Hoffe du kommst damit zurecht 


Anschauen kannst du dir das hier: http://www.bytephobia.de/v2/

Hab ich nie zu ende gebaut, kann dir bei Bedarf auch den ganzen Code schicken, wobei das unescape ja für dich auch kein Problem sein sollte.


----------



## crashcoder (3. Juni 2003)

jo danke, das is genau das was ich brauche.. mal gucken ob ich das auch eingebaut krieg


----------



## Yoda (31. Juli 2003)

Soviel Quelltext für eine Scrollbar... wow


----------



## Dodoo (7. November 2003)

Hallo

also es wäre sehr nett von euch, wenn einer mir das genau erklären könnte. 

Wo ich das einfügen muss usw. was ich ändern muss usw. 

Schonmal danke


----------



## chrisbergr (28. November 2003)

*Brauche dringend Hilfe*

Hi ihrs, ich wollte das script eben auch für meine neue version der hp benutzen. nur stehe ich jetzt vor dem problem, dass die webseite immer links unten vom fenster ist, und da die auflößungen ja bekanntlich bei jedem anderst sind, kann ich das wohl schlecht realisieren mit der absoluten positionsangaben.
 Desswegen meine Frage, besteht irgendwie die Möglichkeit, dass ich das per Tabelle anstelle des Layers mache? also dass ich sage dieses <TD> hat eine vorgegebene höhe und breite.. und wenn der inhalt grösser ist, wird die tabelle nicht gestreckt und eine scrollbar rechts angezeigt.
- iFrame kann ich nicht verwenden, da der Inhalt in der gleichen Datei stehen muss.
Bei diesem Script welches in diesem Thrad gepostet wurde, ist es kein problem, bei dem content die absolute pos. angabe wegzulassen udn den div in die gewünschte tabelle zu machen. nur erstens scrollt der text dann nicht mehr mit (kann auch daran liegen dass ich was falsch gemacht habe) und zweitens brauch ich für die scrollbar aber auf jeden fall eine absolute pos. angabe...

*Ich bitte um Hilfe.* 

Gruss neuro


----------



## chrisbergr (28. November 2003)

ok, dass der inhalt nicht scrollte war nen fehler meinerseits.

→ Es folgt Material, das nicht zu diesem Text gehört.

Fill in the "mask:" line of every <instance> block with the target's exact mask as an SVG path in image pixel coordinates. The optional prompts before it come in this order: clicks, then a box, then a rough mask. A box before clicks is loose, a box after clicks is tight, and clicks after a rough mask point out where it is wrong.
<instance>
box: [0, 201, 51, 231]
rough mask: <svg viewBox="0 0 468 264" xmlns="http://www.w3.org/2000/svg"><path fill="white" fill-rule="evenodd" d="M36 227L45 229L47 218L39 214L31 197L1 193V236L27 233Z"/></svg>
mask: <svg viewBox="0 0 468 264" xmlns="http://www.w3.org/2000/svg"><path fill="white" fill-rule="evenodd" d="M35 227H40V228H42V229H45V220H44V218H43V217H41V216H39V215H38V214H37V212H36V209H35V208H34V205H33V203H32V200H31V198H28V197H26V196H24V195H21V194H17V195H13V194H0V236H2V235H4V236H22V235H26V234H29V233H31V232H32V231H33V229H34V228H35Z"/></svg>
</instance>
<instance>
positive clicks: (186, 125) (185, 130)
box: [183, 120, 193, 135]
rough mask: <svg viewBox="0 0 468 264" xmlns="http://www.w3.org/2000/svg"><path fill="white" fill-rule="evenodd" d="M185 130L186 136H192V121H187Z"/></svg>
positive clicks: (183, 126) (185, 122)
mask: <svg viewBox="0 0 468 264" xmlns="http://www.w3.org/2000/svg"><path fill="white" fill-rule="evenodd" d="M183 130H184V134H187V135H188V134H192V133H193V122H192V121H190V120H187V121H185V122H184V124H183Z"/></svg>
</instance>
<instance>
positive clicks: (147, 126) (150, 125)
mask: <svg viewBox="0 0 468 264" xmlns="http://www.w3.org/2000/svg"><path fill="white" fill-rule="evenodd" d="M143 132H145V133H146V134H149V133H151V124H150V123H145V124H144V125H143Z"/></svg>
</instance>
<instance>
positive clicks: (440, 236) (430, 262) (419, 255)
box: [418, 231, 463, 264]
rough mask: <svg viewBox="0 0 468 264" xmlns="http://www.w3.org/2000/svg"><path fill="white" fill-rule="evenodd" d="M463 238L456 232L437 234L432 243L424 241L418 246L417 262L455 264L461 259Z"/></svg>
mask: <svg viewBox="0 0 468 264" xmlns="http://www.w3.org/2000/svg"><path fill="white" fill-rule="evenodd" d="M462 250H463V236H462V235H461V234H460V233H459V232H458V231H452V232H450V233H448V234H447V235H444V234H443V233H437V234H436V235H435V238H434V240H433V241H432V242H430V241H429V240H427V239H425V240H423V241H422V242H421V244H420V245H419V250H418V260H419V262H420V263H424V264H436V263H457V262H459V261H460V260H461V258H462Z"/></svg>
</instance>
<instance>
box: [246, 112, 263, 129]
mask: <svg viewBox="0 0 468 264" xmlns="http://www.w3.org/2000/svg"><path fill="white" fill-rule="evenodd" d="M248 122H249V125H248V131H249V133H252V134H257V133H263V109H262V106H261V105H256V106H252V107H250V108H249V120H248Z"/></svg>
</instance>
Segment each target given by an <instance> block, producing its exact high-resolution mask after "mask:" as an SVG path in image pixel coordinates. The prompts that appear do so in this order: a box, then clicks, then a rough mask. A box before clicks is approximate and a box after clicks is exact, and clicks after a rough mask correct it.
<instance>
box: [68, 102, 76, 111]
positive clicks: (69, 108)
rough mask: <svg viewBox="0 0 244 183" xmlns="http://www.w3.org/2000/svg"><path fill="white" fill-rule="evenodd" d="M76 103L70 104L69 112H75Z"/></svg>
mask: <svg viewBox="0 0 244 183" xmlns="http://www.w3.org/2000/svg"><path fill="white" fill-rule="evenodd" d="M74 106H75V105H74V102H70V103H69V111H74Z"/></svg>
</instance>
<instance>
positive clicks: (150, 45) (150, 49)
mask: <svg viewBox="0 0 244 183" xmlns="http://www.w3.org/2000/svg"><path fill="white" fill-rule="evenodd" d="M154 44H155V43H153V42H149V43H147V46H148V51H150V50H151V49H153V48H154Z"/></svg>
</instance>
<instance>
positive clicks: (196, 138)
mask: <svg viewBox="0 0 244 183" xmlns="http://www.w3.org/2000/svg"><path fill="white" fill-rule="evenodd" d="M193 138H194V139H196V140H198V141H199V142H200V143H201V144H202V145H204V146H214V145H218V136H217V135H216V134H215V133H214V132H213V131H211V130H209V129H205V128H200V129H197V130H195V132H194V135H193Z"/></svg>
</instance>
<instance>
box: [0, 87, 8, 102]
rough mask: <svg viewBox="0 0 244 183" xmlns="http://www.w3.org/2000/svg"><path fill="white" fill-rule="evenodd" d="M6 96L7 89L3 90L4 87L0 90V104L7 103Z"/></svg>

Mit dem Content ist alles ok .. 
Ich brauche jetzt nur irgendwie eine Lößung für die Scrollbar..
Gibt es die Möglichkeit per JS eine Funktion zu erstellen, dass ich die Position auch vom linken rand und vom unteren rand (anstelle des oberen) berechne?

gruss


----------



## chrisbergr (1. Dezember 2003)

Howdy .. wie gesagt, den inhalt konnte ich nicht in einen iframe machen, ich habs jetzt einfach so gelößt, dass die ganze seite in einem iframe ist.. jetzt hab ich die seite immer schön links unten und es ist eigentlich alles so wie ich mir das vorgestellt habe.

Nur ein Problem...

Das Gästebuch. Wenn ich auf den Menüpunkt klicke und dann die Scrollbar betätigen möchte, stürzt ständig der IE ab weil er irgend einen Fehler macht.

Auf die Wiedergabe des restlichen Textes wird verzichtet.